The Yukon River is wide and fast here in downtown Whitehorse. It was the primary means of transport before the railroads. We toured the S.S. Klondike paddleboat (on the right bank in the photo above).
Me on the suspension bridge at Miles Canyon…
In the not-too-quick department (or maybe just slightly afraid of shaky bridges), when I first sat this sign, I thought it meant it would be dangerous to jump on the bridge…cause it would wiggle…like in the illustration, and might break, and the water had strong currents you could fall into. It didn’t occur to me till later that it was intended for (much braver) people who might actually consider jumping OFF the bridge, like Scott. (Don’t worry Mom, if all my friends, or husband, was jumping off a bridge, I still wouldn’t do it!)
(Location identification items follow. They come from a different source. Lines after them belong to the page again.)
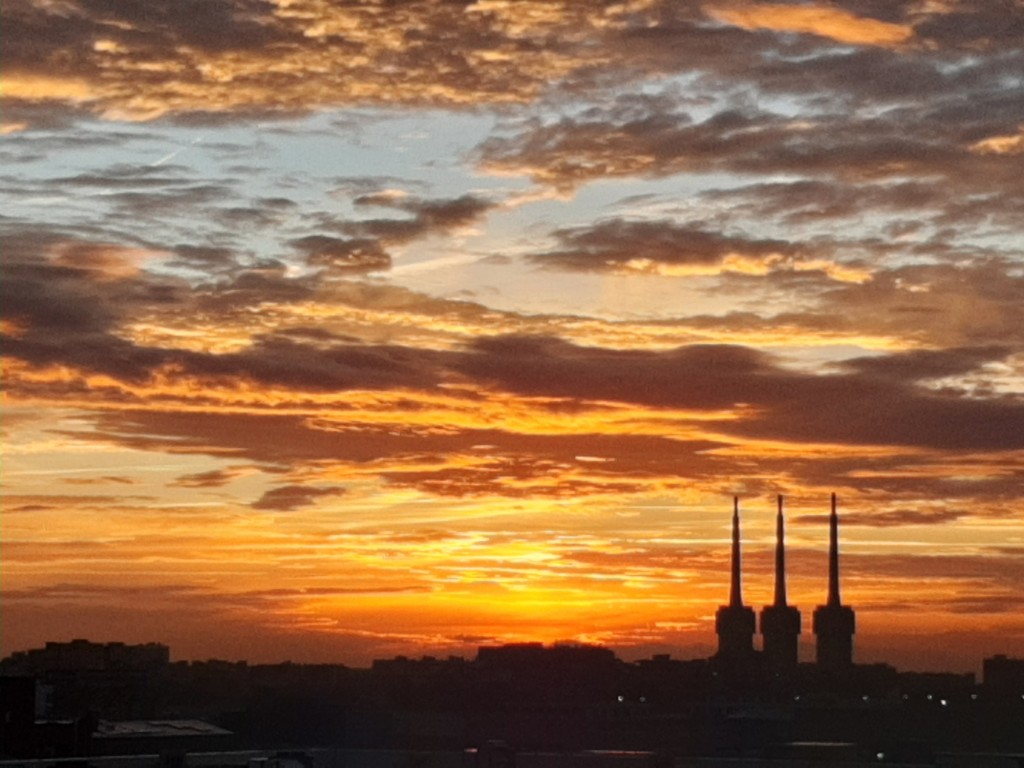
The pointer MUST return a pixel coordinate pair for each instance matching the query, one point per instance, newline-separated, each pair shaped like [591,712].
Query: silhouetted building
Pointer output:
[1004,675]
[734,623]
[83,655]
[834,623]
[780,622]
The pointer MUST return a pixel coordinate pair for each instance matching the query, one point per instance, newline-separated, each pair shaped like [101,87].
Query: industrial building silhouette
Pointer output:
[780,623]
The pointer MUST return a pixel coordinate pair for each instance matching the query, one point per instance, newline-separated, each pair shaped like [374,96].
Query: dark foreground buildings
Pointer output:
[83,699]
[780,623]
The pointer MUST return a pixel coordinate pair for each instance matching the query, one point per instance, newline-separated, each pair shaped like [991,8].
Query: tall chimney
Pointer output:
[779,556]
[735,587]
[834,557]
[735,623]
[835,624]
[779,622]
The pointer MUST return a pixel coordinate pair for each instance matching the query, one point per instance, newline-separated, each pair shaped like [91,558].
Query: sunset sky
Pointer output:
[334,331]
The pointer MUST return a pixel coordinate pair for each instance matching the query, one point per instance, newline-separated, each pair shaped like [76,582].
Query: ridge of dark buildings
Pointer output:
[86,699]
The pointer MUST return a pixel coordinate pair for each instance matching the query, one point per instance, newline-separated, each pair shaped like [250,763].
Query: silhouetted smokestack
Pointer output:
[735,587]
[835,624]
[834,557]
[734,624]
[779,556]
[780,623]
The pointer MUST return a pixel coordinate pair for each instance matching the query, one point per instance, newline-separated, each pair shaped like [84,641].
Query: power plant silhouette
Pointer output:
[780,623]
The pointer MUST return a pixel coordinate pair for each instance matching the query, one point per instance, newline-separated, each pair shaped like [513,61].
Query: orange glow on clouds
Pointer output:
[841,26]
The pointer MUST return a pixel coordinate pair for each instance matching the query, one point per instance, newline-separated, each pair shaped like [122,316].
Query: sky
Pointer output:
[334,331]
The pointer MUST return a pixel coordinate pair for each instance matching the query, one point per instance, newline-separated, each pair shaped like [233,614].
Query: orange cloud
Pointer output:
[836,24]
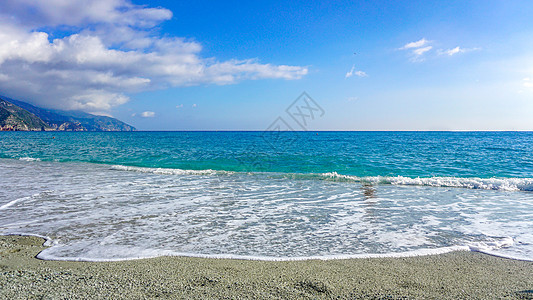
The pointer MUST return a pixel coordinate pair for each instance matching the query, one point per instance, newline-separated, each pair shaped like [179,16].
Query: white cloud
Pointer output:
[353,72]
[417,49]
[112,51]
[351,99]
[456,50]
[420,51]
[416,44]
[148,114]
[527,82]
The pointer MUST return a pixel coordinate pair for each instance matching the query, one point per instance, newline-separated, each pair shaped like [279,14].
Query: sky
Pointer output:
[243,65]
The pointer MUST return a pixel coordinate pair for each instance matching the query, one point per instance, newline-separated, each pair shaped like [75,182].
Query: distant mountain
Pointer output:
[18,115]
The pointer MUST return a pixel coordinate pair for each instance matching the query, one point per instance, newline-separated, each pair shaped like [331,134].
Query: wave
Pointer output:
[490,248]
[29,159]
[503,184]
[165,171]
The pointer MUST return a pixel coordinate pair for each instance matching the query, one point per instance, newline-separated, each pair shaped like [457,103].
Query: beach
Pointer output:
[455,275]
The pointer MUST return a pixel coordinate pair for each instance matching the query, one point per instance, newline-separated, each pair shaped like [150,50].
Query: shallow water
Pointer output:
[92,206]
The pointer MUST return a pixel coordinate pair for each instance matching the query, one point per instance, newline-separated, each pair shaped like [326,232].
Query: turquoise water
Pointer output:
[268,195]
[410,154]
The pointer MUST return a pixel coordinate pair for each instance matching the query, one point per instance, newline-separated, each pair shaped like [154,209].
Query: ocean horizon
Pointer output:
[268,195]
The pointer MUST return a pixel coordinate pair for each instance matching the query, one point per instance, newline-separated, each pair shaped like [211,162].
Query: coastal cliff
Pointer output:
[20,116]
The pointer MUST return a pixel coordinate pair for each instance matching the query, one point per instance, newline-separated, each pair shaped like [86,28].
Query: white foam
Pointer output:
[29,159]
[504,184]
[13,202]
[167,171]
[158,253]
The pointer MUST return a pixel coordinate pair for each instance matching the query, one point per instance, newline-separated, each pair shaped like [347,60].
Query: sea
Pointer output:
[272,195]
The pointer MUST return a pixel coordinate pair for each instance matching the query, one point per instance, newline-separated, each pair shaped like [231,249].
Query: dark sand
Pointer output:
[457,275]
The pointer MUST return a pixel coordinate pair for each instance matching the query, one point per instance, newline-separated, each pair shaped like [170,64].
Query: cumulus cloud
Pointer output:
[420,43]
[456,50]
[417,49]
[148,114]
[110,50]
[527,82]
[355,72]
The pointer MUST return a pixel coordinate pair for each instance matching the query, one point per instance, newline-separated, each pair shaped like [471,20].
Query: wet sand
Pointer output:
[456,275]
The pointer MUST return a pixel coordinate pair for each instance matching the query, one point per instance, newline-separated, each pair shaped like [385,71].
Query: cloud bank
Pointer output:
[105,49]
[419,48]
[355,72]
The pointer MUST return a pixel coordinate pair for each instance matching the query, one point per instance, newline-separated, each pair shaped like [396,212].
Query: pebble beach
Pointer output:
[455,275]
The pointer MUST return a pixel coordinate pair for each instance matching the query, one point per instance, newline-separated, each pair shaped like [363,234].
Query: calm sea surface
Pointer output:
[268,195]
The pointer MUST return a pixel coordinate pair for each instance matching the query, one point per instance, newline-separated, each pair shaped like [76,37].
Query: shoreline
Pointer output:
[459,274]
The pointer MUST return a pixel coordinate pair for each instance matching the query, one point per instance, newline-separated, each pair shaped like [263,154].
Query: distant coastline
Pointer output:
[20,116]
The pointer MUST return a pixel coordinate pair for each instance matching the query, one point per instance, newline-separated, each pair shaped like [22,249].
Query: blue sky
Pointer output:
[203,65]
Miles Canyon. The water was about 30 feet lower before the dam down river was built.
We thought this was a good one, for people who insist on getting too close to the edge.
Scott (not jumping) on (or off) the bridge!
Downstream at the dam is the world’s longest fish ladder (or fishway). The Kokanee salmon come this way in mid-August and make their way up this ladder which gets them over the 20 foot high dam. Pretty amazing lifecycle they have. Born in the steams, they spend 1-2 years in the freshwater river, 3-4 in the ocean, and then come back 2,500 miles up the Yukon River to spawn and die where they were born. Each fish lays 5,000 eggs and of that 2-3 fish complete the lifecycle and make it back.
These are the only salmon there this time of year, but still a neat place to visit.